🌟 **Exquisitely Crafted By - [OEvortex](https://www.youtube.com/channel/@OEvortex)**

🚀 Have questions or feedback about this video? Reach out to OEvortex via the social links below. Your insights and queries are greatly appreciated!

- **YouTube Channel**: [@OEvortex](https://www.youtube.com/@OEvortex)
- **Telegram Group**: [Telegram](https://t.me/vortexcodebase)
- **Discord Server**: [Join the Community on Discord](https://discord.gg/DugWefkN5Z)


----------------------------------------------------------------------
🌟 **The Video-LLaVA model** is an open-source multimodal model fine-tuned from LLM (Large Language Models) on multimodal instruction-following data. It falls under the auto-regressive language model category and is built on the transformer architecture. The base LLM used for fine-tuning is lmsys/vicuna-13b-v1.5.

**Model Description:**
- The Video-LLaVA model's key feature is its ability to generate interleaving images and videos, even when image-video pairs are absent in the dataset.
- This is achieved by leveraging an encoder trained for unified visual representation through alignment before projection.
- Extensive experiments have highlighted the complementarity of modalities, demonstrating significant superiority over models tailored solely for images or videos.

**Training Dataset:**
- The images pretraining and tuning datasets are sourced from LLaVA.
- The videos pretraining dataset is from Valley, while the videos tuning dataset is from Video-ChatGPT.

**Getting Started with the Model:**
- To begin using the model, users can refer to the provided code snippet, which involves importing essential libraries such as PIL, av, transformers, and huggingface_hub.
- The code includes functions for video reading with PyAV decoder and response generation based on prompts containing video or image inputs.

**Acknowledgments:**
- The model credits LLaVA as the foundational codebase and acknowledges Video-ChatGPT for contributing evaluation code and dataset.

**License and Citation:**
- The majority of the project is released under the Apache 2.0 license for non-commercial use, subject to the model License of LLaMA, Terms of Use of the data generated by OpenAI, and Privacy Practices of ShareGPT.
- Researchers are encouraged to cite and acknowledge the model and code if found beneficial for research purposes.

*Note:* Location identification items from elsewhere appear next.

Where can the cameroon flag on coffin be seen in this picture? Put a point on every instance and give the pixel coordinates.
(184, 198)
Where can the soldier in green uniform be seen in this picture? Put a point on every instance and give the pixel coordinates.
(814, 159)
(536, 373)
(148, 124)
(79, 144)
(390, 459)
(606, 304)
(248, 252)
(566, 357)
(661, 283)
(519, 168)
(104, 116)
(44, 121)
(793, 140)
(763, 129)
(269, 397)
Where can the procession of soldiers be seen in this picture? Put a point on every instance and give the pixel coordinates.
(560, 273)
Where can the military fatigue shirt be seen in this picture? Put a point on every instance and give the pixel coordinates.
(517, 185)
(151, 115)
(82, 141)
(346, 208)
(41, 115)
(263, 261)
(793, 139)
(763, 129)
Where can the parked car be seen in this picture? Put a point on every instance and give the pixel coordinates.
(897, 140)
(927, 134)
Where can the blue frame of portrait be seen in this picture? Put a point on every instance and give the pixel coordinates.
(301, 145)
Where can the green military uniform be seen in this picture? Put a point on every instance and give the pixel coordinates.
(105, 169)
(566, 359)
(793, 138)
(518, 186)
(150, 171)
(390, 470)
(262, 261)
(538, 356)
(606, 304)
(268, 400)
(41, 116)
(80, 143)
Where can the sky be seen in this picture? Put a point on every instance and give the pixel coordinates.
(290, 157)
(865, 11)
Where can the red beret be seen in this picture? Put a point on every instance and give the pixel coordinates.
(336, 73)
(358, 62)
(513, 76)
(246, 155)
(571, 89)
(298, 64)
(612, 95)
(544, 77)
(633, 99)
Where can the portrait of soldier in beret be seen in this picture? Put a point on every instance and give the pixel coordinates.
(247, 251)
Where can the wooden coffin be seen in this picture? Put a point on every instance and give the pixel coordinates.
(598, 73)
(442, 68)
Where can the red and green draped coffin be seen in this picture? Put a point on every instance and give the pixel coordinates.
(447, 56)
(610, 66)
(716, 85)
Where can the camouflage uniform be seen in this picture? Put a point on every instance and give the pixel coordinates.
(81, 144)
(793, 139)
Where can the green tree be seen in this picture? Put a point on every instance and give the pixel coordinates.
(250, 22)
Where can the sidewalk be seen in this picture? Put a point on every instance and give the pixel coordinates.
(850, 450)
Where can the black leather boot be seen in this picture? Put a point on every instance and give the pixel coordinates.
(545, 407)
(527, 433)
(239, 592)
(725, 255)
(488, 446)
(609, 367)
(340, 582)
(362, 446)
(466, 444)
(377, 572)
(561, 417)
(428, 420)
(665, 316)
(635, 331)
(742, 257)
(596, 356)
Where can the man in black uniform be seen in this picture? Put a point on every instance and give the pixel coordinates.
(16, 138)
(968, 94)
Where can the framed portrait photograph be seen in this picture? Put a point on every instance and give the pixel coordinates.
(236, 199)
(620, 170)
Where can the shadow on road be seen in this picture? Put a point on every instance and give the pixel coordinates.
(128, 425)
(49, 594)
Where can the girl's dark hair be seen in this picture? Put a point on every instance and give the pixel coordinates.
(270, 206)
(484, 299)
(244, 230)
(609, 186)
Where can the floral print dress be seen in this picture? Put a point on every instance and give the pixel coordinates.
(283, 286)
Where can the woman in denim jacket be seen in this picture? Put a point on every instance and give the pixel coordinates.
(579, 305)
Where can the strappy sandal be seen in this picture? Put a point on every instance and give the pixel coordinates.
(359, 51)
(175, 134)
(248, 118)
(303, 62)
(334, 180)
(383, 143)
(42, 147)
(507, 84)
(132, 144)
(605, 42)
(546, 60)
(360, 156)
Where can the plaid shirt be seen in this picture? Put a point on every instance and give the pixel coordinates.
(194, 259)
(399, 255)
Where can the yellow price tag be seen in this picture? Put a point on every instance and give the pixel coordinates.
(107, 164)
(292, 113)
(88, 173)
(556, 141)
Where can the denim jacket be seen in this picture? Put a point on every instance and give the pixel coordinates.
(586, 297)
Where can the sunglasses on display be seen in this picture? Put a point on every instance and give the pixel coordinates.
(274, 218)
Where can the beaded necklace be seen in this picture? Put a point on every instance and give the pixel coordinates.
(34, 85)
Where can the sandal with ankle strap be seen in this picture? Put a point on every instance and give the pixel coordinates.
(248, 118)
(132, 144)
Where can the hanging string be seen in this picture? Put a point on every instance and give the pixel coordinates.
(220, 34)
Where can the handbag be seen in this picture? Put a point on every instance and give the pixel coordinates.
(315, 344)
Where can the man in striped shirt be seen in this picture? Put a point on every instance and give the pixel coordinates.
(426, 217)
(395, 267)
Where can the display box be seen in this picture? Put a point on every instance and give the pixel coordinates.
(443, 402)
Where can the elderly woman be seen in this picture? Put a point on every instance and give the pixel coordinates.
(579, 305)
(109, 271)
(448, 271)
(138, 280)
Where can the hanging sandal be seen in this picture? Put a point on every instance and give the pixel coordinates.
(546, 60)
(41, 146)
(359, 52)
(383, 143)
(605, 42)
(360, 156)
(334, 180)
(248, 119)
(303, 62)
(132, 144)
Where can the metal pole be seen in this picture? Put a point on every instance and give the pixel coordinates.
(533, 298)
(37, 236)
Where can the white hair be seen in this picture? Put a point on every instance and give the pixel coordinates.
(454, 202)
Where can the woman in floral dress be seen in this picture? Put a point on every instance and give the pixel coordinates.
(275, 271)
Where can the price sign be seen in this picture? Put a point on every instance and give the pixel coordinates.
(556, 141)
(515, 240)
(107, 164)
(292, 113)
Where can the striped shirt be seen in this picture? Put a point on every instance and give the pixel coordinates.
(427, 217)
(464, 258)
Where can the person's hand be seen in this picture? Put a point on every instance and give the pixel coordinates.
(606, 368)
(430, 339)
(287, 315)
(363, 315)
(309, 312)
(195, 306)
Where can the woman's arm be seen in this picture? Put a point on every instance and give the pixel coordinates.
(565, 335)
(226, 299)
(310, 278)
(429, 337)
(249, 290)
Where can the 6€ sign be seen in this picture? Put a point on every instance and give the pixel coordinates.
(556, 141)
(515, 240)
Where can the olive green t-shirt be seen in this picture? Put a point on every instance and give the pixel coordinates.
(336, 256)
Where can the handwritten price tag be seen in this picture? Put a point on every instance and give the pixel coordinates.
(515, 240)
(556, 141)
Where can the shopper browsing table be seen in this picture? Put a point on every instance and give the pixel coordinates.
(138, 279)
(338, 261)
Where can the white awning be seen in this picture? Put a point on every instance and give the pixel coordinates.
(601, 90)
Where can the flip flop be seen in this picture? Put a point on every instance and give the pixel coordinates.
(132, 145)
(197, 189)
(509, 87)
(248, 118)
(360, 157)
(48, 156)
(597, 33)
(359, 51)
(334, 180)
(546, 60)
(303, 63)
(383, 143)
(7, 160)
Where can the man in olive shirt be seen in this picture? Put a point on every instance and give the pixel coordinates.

For comprehensive details, including the paper and resources, please visit the GitHub repository: [Video-LLaVA GitHub](https://github.com/PKU-YuanGroup/Video-LLaVA). 🚀✨
----------------------------------------------------------------------

## Step 1: Install necessary packages

In [None]:
# Install the ffmpeg package for handling multimedia data such as audio and video files
%pip install ffmpeg

# Install the Pillow package for image processing tasks such as opening, manipulating, and saving image files
%pip install pillow

# Install the transformers package for natural language processing tasks using pre-trained models
%pip install -U transformers
%pip install -U sentencepiece
# Install the huggingface_hub package for accessing the Hugging Face model hub for pre-trained models
%pip install huggingface_hub

# Install the av package for working with audio and video data in Python
%pip install av

## Step 2: Importing packages

In [None]:
from PIL import Image
import requests
import av
import numpy as np
from huggingface_hub import hf_hub_download  # Only needed if downloading video or image from Hugging Face (specific to this notebook)
from transformers import VideoLlavaForConditionalGeneration, VideoLlavaProcessor

## Step 3: Initialize Start and End Indices
⚙️ In this step, the function sets the start and end indices based on the first and last elements of the input `indices` list. These indices determine the range of frames to be processed from the video container.

### Function Summary:
📹 `read_video_pyav` function reads frames from a video using the PyAV library. It takes a video container and a list of indices as input.
1. It initializes an empty list to store selected frames.
2. It sets the start and end indices based on the input list.
3. It iterates over the frames, selects frames within the specified range and indices, and adds them to the list.
4. Finally, it returns a NumPy array containing the stacked RGB frames in ndarray format.

🚀 This function efficiently extracts specific frames from a video based on the provided indices, enabling targeted frame processing. Feel free to reach out if you have any questions or need further clarification! 🌟🎥

In [None]:
def read_video_pyav(container, indices):
    frames = []
    container.seek(0)
    start_index = indices[0]
    end_index = indices[-1]
    for i, frame in enumerate(container.decode(video=0)):
        if i > end_index:
            break
        if i >= start_index and i in indices:
            frames.append(frame)
    return np.stack([x.to_ndarray(format="rgb24") for x in frames])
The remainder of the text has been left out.